Many of these war crimes were reported by the corporate media, though they were not described as such. For example, the New York Times reported on 8 November 2004 that American forces “seized” the Fallujah general hospital. An incident that I witnessed, as did Paul Wood and Robbie Wright from the BBC, was when my unit fired grenades into a house until it collapsed – with full knowledge that there were two resistance fighters and a young boy (roughly 10 years old) inside. Paul Wood interviewed the lieutenant at the scene, and he acknowledged that they had killed the young boy. In both of these reports, war crimes and Geneva Conventions were never mentioned, and the façade of honorable conduct was preserved.
What did not make it into the news was my behavior in Fallujah and the behavior of others in my unit, which I am certain would have elicited outrage equal to that elicited by this video of the urinating marines. I believe that the second siege of Fallujah can correctly be characterised as an “atrocity-producing situation”. Our false beliefs about who we were fighting, our dehumanisation of Fallujans, our desire to “see combat” (a cute euphemism) and to get a confirmed kill, and our longing for revenge for lost comrades against a faceless enemy all conspired to create a bloodthirsty and lawless atmosphere.
I witnessed marines stealing from the pockets of dead resistance fighters and looting houses.
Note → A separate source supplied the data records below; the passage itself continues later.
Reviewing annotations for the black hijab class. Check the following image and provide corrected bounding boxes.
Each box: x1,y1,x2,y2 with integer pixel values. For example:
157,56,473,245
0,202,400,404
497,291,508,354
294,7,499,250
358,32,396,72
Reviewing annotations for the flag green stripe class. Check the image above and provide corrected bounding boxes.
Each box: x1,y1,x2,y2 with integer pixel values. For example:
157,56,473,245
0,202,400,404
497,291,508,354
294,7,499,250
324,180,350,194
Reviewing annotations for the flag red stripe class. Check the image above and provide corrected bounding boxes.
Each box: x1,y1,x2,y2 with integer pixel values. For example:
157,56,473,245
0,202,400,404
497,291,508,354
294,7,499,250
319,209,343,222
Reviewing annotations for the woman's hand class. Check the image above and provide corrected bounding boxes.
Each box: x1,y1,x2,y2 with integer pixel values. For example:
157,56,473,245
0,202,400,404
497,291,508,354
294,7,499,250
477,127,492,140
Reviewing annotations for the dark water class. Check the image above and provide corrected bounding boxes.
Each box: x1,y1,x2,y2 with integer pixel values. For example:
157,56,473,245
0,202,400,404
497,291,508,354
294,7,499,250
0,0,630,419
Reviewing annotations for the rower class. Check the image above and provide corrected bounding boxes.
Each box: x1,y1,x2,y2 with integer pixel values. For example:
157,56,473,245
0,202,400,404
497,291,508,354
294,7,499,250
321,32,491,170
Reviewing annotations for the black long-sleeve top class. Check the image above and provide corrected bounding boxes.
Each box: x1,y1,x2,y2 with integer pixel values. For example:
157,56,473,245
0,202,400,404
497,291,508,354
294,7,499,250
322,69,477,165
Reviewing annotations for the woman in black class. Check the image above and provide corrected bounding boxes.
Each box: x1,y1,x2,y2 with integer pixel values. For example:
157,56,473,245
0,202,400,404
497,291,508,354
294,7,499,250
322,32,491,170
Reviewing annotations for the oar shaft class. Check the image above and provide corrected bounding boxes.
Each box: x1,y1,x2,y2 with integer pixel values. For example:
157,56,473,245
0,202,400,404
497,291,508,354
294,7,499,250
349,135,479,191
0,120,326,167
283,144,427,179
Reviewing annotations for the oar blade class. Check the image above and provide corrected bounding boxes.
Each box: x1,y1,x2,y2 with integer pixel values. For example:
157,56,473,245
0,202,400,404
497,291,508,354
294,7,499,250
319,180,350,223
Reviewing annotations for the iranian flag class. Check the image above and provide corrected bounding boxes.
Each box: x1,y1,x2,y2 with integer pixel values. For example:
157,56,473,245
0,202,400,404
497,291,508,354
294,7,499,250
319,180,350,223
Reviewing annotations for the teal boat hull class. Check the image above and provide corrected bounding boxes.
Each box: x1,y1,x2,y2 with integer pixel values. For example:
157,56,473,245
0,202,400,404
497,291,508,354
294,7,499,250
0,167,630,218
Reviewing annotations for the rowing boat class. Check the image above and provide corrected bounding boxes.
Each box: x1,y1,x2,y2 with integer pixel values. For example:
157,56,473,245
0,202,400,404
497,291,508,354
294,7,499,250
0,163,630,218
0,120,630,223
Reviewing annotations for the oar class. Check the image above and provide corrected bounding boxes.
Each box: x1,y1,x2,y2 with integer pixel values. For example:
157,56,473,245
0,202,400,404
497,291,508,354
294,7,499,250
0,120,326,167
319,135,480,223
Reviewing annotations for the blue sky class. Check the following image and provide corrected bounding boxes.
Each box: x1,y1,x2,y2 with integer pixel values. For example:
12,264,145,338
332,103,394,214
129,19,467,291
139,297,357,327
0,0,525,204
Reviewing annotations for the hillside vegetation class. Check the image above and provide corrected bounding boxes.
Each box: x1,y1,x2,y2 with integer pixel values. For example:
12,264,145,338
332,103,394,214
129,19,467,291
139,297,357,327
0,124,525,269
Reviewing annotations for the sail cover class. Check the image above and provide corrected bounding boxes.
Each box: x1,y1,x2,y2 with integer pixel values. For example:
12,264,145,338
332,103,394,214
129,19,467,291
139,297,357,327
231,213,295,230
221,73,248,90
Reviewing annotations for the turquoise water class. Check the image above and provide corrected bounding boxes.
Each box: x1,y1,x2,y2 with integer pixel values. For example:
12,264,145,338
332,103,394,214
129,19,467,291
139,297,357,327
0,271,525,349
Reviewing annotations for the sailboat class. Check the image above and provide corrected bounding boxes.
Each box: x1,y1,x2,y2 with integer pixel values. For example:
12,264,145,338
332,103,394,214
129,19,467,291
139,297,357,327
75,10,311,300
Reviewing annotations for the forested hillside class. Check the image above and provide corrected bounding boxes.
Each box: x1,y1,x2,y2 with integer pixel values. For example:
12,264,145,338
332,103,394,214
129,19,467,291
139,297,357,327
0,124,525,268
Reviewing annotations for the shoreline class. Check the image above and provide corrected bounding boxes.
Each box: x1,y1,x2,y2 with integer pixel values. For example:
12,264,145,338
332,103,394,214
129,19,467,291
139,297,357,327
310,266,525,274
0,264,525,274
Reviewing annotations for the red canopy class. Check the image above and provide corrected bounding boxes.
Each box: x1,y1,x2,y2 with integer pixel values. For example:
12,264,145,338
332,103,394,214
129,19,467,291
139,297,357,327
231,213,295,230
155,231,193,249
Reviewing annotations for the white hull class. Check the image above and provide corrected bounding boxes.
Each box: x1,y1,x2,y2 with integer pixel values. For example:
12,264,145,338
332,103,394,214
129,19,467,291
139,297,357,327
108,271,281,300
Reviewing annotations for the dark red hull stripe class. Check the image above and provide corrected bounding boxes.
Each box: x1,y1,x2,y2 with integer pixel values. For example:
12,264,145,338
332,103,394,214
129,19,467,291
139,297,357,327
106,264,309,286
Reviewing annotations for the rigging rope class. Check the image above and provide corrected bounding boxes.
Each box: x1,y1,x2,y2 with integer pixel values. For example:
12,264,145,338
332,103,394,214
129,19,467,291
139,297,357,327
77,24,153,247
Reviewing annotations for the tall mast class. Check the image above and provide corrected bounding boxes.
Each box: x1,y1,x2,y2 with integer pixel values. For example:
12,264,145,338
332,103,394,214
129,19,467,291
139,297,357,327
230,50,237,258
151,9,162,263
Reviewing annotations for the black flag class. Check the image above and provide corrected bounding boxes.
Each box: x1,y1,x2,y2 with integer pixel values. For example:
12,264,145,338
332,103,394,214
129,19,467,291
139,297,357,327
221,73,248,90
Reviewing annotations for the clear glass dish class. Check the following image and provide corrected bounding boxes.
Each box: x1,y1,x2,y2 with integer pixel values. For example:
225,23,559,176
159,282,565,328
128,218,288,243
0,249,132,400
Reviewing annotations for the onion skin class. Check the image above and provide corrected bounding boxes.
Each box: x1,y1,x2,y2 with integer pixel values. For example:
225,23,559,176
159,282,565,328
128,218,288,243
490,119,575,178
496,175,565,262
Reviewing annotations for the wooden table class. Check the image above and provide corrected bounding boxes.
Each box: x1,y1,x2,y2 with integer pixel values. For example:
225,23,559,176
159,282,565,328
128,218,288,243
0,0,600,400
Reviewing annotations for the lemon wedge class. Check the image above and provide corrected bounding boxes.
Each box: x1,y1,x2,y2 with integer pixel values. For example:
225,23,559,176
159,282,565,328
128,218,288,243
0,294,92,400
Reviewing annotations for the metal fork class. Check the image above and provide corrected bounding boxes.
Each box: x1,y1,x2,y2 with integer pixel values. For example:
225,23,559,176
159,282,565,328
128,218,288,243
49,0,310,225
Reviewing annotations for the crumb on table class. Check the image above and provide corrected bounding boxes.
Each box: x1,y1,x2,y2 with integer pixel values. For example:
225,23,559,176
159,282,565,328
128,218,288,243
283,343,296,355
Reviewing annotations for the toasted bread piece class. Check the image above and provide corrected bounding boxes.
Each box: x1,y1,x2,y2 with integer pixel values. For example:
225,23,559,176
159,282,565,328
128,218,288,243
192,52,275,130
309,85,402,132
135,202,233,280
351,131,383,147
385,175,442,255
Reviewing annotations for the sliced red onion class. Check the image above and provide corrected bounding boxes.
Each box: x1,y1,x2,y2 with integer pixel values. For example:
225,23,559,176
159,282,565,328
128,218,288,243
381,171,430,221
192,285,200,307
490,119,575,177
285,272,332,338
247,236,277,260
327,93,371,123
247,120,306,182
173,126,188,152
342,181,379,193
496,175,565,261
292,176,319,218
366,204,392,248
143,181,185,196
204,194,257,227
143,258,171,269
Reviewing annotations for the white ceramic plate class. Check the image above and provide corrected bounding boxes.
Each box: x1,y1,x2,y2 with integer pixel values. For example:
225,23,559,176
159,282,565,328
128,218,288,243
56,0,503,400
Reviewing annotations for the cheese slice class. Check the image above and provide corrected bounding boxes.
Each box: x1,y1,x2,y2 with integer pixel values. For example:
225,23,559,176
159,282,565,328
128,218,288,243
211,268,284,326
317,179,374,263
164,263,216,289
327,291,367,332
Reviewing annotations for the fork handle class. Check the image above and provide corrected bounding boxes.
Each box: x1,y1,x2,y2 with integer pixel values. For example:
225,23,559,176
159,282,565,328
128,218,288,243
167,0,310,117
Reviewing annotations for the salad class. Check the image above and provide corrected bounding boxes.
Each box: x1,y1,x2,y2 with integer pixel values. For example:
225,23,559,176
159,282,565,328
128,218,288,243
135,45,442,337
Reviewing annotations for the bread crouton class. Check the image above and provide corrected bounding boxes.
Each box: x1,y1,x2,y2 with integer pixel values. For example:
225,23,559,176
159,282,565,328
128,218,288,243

I’ve heard firsthand accounts of marines mutilating dead bodies, of a marine who murdered a civilian, and of a marine who slit a puppy’s throat. As the days of the siege passed, we used increasingly indiscriminate and illegal tactics – like “reconnaissance by fire”, which is when you fire into a house to see if anyone is inside. The violence, the hate and our distorted sense of morality made many of us sick, including myself. I stole a black ski mask out of someone’s home, because I wanted to take it home as a trophy, as evidence that I had fought against the “terrorists”.
My behavior and the behavior of others in my unit was despicable, as was the behavior of these marines urinating on corpses. But we shouldn’t let ourselves be fooled that an immoral mission and immoral war could ever be conducted in an honorable manner. War crimes were implicit in the invasion and occupation of Iraq, and they are abundant in the continued occupation of Afghanistan.
Yet, many of us choose not to see these war crimes, even though they are right in front of our faces. Only when a shocking YouTube video comes along, do we choose to look. And even then, what we see is the urinating.